Les Abu Malhous étaient une famille pauvre qui vivait dans une maison misérable du camp de réfugiés de Dir el-Balah. Ils se sont couchés cette nuit-là, mais ils ne se sont jamais réveillés. A minuit, les avions de guerre israéliens ont fait pleuvoir des missiles sur eux et ont détruit leur maison. En un clin d’oeil, les Israéliens ont transformé leur maison en un tas de ruines et les ont tous tués, y compris cinq enfants.

Le 14 novembre, la pluie de mort a finalement cessé avec une fragile déclaration de cessez-le-feu. Mais tant qu’Israël continue de jouir de l’impunité pour ses actions illégales et que les causes sous-jacentes de la violence sont ignorées – c’est-à-dire le siège cruel et illégal de Gaza par Israël et le déni du droit des réfugiés palestiniens à revenir sur leur terre natale d’où ils ont été expulsés au moment de la création d’Israël – ce n’est qu’une affaire de temps avant que cela ne se reproduise, la population de Gaza subissant encore une fois le choc de la souffrance et de la destruction.

Comme pour les précédentes agressions israéliennes contre les Palestiniens de Gaza, la dernière attaque a commencé sans provocation. Ce que toutes les agressions ont en commun, c’est qu’elles font partie d’une stratégie israélienne pour briser la volonté des Palestiniens et effacer notre existence.

Pourtant, Israël n’arriverait pas à se moquer du droit international et à commettre ces crimes contre les Palestiniens, à Gaza et ailleurs depuis plus de 70 ans, sans l’aide et la protection des Etats Unis et d’autres gouvernements occidentaux. Ces gouvernements autorisent et encouragent les éléments les plus dangereux et extrêmes d’Israël avec le soutien politique, militaire, financier et moral qu’ils leur fournissent, l’exemple le plus récent étant le renversement par l’administration Trump de la très ancienne reconnaissance par les Etats Unis de l’illégalité de la colonisation israélienne.

Il est temps pour le monde de dire enfin à Israël que trop c’est trop, qu’il doit mettre fin à son siège et au blocus de Gaza maintenant, et accorder à nous Palestiniens notre liberté et nos droits.

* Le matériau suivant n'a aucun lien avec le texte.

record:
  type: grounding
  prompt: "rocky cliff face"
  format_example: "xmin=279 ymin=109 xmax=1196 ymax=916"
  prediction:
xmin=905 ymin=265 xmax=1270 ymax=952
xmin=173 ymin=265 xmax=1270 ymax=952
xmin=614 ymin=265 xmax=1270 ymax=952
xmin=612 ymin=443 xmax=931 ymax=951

Et il est temps pour les gens de conscience d’exercer une forte pression sur Israël sous forme de boycotts, de désinvestissement et de sanctions s’il ne le fait pas.

Ahmed Abu Artema

Ahmed Abu Artema est un écrivain indépendant qui vit à Gaza, un acteur des réseaux sociaux, et l’un des organisateurs de la Grande Marche du Retour.